A brief primer on XML
XML resource links
Sample XML code
XML is a subset of SGML, the Standard Generalized Markup Language. XML is a meta-language that allows you to create your own elements that meet your information needs. XML provides a format for describing structured data that can be shared by multiple applications across multiple platforms.
The power of data representation in XML comes from the separation of display and style from the structure of the data. XML elements describe data and structure only. HTML contains elements that describe a word as bold or italic; XML declares an element to be a book title, an item price, or a product measurement. Once the data is structured in XML it can be displayed across a variety of media using an associated style sheet that contains the display information. You can use to Cascading Style Sheets (CSS) to add display information to your XML data or the Extensible Style Language (XSL) to transform documents into other markup languages.
Here's a sample of some typical XML code. Notice that the element names describe the data. XML syntax is stricter than HTML syntax. Element names are case sensitive; all elements must be closed and nested properly. Empty elements, such as <location code=“F5-Row3”/> are signified with a closing slash. Empty elements like this can pass information to a processing application. If you have Internet Explorer 5.0 or greater, you can view this xml file directly in your browser
<books> <book> <location code="F5-Row3"/> <title>All about XML</title> <author>Xavier M. Elle</author> <publisher>ITP</publisher> <isbn>30-86956-88</isbn> <price currency="US">37.95</price> </book> </books>
XML is valuable because it provides access to more meaningful searches for information, allows development of flexible applications, allows multiple views of data, and is based on a non-proprietary standard that supports the open nature of the web.

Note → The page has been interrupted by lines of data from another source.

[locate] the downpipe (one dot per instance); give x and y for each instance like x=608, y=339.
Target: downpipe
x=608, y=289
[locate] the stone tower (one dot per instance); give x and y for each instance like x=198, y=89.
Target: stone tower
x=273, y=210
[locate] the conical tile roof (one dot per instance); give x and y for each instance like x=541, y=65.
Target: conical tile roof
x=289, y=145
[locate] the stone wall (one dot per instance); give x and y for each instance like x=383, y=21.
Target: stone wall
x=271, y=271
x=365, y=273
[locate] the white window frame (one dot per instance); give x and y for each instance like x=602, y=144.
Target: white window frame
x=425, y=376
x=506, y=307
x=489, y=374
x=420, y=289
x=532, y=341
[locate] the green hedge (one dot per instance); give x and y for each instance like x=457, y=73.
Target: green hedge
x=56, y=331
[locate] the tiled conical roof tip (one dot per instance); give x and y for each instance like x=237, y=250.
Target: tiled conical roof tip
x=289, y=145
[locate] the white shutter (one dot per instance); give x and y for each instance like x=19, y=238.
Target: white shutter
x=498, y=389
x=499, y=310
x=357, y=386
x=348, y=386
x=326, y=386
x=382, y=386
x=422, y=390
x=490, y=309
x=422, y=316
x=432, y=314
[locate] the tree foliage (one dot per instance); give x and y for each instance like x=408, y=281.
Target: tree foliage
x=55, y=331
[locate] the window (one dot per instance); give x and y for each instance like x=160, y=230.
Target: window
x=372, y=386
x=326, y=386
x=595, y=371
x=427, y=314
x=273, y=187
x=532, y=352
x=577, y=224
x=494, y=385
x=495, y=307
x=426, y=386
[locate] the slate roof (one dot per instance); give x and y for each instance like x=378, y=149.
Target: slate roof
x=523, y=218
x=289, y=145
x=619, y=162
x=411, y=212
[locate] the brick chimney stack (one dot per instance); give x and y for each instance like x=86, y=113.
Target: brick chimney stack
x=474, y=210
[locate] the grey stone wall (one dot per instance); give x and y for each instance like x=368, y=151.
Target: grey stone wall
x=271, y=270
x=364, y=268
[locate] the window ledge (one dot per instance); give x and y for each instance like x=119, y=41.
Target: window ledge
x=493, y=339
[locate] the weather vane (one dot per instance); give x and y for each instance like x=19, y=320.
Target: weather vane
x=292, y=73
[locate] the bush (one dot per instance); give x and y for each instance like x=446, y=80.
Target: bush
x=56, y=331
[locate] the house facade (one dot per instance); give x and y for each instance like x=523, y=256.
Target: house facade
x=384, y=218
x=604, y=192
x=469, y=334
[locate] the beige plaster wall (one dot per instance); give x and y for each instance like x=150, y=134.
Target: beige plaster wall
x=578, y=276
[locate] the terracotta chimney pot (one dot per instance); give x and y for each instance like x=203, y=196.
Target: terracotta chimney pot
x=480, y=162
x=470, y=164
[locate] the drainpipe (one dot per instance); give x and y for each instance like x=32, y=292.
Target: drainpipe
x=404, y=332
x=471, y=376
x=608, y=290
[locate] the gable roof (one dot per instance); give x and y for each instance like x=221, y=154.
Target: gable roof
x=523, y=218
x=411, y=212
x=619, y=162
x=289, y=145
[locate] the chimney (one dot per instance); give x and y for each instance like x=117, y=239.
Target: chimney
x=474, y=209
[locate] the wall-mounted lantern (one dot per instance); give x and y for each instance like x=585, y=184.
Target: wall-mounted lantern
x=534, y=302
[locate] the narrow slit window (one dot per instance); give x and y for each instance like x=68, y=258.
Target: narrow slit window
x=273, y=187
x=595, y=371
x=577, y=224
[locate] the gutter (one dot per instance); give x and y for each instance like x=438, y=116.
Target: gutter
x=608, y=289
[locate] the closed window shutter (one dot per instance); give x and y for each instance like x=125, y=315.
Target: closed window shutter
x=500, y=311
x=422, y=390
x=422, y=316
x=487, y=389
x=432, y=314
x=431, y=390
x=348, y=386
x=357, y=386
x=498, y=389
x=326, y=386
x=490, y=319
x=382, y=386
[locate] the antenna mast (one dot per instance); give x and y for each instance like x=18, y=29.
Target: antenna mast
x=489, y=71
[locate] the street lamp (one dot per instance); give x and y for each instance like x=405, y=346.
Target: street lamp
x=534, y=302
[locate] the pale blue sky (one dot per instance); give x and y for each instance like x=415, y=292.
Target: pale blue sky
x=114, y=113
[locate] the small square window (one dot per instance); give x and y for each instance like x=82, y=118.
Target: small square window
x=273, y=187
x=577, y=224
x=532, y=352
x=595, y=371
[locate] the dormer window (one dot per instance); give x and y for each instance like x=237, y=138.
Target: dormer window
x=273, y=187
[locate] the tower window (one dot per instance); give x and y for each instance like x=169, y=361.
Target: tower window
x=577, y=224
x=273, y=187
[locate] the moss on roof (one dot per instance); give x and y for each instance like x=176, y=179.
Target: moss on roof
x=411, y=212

XML code is readable by both machines and people. Some years from now a person could open your XML file and understand what you meant when you used <headline> and <author> as markup elements. The cross-platform, independent nature of XML markup supports a wide variety of data applications migrating to the web. Your data can be displayed on a variety of devices without changing the essential data descriptions.
XML is ideal for sharing complex, esoteric information among large numbers of users sharing the same knowledge area. Through the construction of a Document Type Definition (DTD)or XML Schema, standards organizations for various industries and information types can enforce the use of markup constraints with all of their users. Chemists can have their own chemical markup language, poets can have their own poetic markup language - ensuring that their content can be read and understood by anyone interested in their information type.